S&P Global has rolled out a series of integrations with Amazon Web Services (AWS).
This collaboration, announced in a Monday (Dec. 1) news release, is designed to let S&P customers use artificial intelligence (AI) agents to get answers to “complex market, financial, and energy-related questions” from S&P Global directly within their AWS environments.
S&P’s data is now available through two new model context protocol (MCP) server integrations with Amazon Quick Suite, the release added.
“Bringing S&P Global’s data to Amazon Quick Suite enables financial professionals to harness the power of agentic AI and trusted market, financial, and energy intelligence directly in their workflows,” said Scott Mullins, managing director of worldwide financial services at AWS.
“This integration reflects our shared vision to deliver access to financial intelligence through advanced AI capabilities, together with the security, resiliency, and reliability required when working with mission-critical data and AI-driven insights.”
According to the release, these integrations expand the reach of S&P Global across the burgeoning ecosystem of generative and agentic AI solutions.
Meanwhile, recent research from PYMNTS Intelligence finds that the rise of agentic AI — a technology that can produce results, carry out decisions and take actions on its own to reach predefined goals — is not adhering to a uniform adoption curve.
“For enterprises that spent the past decade weaving automation deep into their systems, agentic AI is the logical next step,” PYMNTS wrote last week. “For companies still operating with moderate or minimal automation, it is a leap they don’t yet know how to make.”
Enterprises already comfortable with automation are forging ahead, and more than 90% of product leaders are turning to outside vendors or consultants to help implement agentic artificial intelligence instead of developing a solution in-house. However, others are showing more reluctance.

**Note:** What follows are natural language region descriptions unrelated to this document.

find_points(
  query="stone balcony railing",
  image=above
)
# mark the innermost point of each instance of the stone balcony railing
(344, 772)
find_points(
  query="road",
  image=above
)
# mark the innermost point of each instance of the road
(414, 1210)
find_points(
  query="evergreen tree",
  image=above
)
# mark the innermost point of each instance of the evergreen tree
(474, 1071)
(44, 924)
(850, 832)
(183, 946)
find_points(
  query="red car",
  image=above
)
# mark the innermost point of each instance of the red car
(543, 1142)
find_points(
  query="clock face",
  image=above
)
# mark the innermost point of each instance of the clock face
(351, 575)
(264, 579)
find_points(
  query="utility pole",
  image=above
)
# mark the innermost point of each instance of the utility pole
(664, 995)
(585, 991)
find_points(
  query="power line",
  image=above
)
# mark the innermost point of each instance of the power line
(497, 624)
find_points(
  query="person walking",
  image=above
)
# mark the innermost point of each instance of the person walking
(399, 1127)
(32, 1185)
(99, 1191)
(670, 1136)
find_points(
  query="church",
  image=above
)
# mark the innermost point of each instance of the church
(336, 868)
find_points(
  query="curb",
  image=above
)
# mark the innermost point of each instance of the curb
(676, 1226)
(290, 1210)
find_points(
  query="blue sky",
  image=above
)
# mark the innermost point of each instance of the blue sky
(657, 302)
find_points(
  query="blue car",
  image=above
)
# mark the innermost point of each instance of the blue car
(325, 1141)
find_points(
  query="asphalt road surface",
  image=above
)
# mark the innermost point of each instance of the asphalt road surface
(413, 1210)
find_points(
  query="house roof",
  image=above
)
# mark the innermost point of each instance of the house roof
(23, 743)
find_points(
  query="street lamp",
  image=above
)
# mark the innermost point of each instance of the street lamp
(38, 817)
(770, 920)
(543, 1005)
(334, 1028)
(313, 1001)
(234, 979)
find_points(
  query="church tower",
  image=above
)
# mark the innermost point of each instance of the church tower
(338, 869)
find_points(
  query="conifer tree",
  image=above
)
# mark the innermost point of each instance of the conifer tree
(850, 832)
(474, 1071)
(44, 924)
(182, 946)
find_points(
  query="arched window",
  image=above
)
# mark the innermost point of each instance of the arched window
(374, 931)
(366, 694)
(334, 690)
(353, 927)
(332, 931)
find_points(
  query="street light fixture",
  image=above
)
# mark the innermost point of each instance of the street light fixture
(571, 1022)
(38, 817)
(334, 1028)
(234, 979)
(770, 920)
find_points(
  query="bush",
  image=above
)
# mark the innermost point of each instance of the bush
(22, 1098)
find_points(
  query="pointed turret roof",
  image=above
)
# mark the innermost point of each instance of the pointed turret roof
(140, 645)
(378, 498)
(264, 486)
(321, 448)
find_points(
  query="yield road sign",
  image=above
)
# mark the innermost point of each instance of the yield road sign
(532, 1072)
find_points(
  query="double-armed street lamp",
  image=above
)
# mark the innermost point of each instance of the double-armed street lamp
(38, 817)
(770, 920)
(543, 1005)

This is not due to a lack of technology, but because of readiness, culture and risk tolerance.
“The result is a ‘two-speed’ enterprise landscape: one group racing confidently toward autonomous systems, and another watching from the sidelines, unsure of how, or even whether, to follow,” the report added.
Another PYMNTS Intelligence report, “From Zero to Beta: How Agentic AI Just Entered the Enterprise Fast Lane,” found that among the companies that fall into the highest automation bracket, one-quarter of them had adopted agentic AI by August, while another 25% planned to adopt it within a year.